Al día siguiente, llegué a su tienda a la hora convenida. Me extrañó ver el local cerrado y esperé contando los minutos para recibir mi ordenador, imprimir el documento y correr a entregarlo para recibir la minuta. Tuve tiempo de acordarme de toda su familia, pero cuando llegó un cuarto de hora más tarde, acelerado y con la cara más roja si cabe que el día anterior, me compadecí de él y no chisté. Entramos en la tienda, me comentó que el ordenador ya funcionaba perfectamente y se dispuso a encenderlo ante mí para demostrármelo. Mi viejo Rolls Royce Phantom II seguía emitiendo esas letras y números aceleradamente y sin concierto. El hombre me juró que lo había arreglado, despotricó contra las carencias del avejentado aparato y fue alzando y alzando la voz, y hablando cada vez más rápido. Le temblaban los brazos al gestualizar, se le inflamaban las venas del cuello, los ojos se desorbitaron por fin y cayó con toda la fuerza de su cráneo sobre mi querida mascota, que no soportó el golpe seco y se quebró como años antes se quebrara mi querido scooter en la autovía del Levante. Caí de rodillas en duelo, me brotaron las lágrimas y los ojos húmedos dejaron de discernir el entrañable ordenador y aquel cabezón viejo achacoso que había dado al traste con la fiabilidad alemana de mi mascota y los ingresos que me debía reportar la entrega del documento.

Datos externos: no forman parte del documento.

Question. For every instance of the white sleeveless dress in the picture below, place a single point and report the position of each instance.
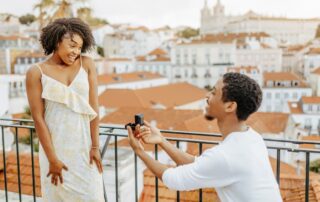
(68, 115)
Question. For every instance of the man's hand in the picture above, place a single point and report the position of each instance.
(149, 134)
(133, 141)
(96, 158)
(55, 170)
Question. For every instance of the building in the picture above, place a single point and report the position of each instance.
(118, 66)
(203, 60)
(281, 87)
(251, 71)
(157, 61)
(285, 30)
(134, 80)
(306, 114)
(25, 61)
(315, 81)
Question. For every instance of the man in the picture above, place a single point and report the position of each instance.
(238, 168)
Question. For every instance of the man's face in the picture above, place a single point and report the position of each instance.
(215, 106)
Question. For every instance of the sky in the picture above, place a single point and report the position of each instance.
(157, 13)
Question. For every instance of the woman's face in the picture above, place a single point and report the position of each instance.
(69, 48)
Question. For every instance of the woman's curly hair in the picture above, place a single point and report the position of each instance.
(53, 33)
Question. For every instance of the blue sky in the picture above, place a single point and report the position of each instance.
(155, 13)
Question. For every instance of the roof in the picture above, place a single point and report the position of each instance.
(13, 38)
(106, 79)
(25, 174)
(313, 51)
(247, 69)
(158, 51)
(118, 60)
(225, 38)
(169, 96)
(282, 77)
(31, 55)
(316, 71)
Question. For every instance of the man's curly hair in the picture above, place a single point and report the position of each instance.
(53, 33)
(243, 90)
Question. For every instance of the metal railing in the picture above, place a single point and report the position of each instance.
(107, 130)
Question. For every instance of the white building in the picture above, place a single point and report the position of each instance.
(131, 42)
(315, 81)
(203, 60)
(285, 30)
(306, 114)
(4, 92)
(157, 61)
(257, 52)
(16, 93)
(311, 61)
(133, 80)
(118, 66)
(251, 71)
(279, 88)
(25, 61)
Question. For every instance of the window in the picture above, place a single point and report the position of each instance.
(269, 96)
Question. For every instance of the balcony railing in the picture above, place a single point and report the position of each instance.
(106, 130)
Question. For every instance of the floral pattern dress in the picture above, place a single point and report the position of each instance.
(68, 115)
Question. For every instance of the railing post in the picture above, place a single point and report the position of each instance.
(307, 177)
(4, 164)
(156, 180)
(32, 163)
(278, 166)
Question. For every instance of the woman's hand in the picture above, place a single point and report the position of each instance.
(55, 170)
(96, 158)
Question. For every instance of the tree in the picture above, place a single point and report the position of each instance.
(27, 19)
(188, 33)
(315, 166)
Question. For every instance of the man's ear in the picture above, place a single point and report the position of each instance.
(230, 107)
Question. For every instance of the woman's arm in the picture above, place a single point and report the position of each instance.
(34, 90)
(94, 124)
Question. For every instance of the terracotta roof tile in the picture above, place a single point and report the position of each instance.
(316, 71)
(106, 79)
(169, 96)
(247, 69)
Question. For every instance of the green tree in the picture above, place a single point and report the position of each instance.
(315, 166)
(188, 33)
(27, 19)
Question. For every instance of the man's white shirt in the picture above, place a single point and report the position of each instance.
(238, 168)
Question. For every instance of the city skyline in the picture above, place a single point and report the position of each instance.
(160, 13)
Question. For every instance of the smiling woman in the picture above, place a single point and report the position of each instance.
(62, 94)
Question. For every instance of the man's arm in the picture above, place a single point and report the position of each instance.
(176, 154)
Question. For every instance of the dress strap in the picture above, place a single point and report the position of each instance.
(37, 65)
(80, 61)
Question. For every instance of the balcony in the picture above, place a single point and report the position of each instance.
(20, 177)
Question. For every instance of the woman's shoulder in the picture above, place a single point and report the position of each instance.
(87, 63)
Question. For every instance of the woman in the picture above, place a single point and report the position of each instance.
(62, 94)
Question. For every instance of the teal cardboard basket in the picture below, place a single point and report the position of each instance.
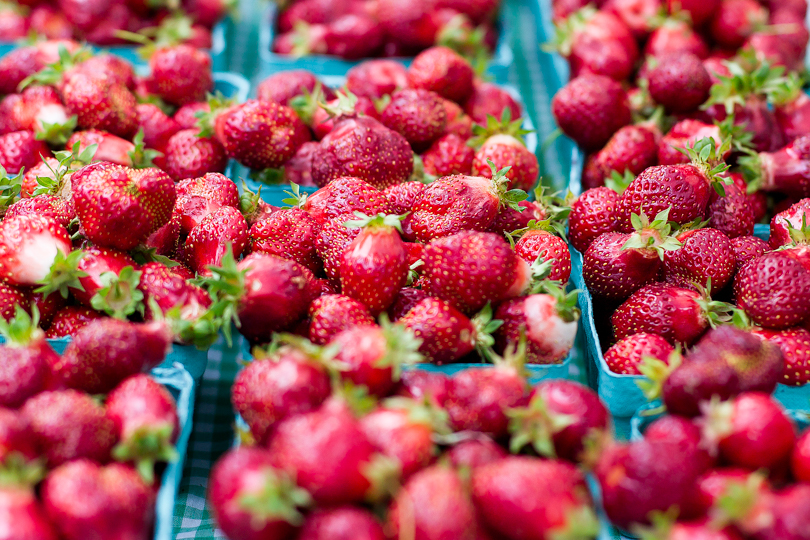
(270, 62)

No soy yo muy católico, así que no velé a mi Rolls, tan sólo lo entregué a un desguace para que sus órganos fueran aprovechados por aparatos jóvenes y saludables como lo fue él en su larga vida. Junto a la pequeña ventana del despacho, todavía triste, pensaba en qué fortuna quiso deshacer la sociedad que formábamos, el lazo que teníamos. Y por fin, quitándome una cana de la ceja ante el reflejo del cristal, pensé que era simplemente que unos y otros nos hacemos irremediablemente viejos.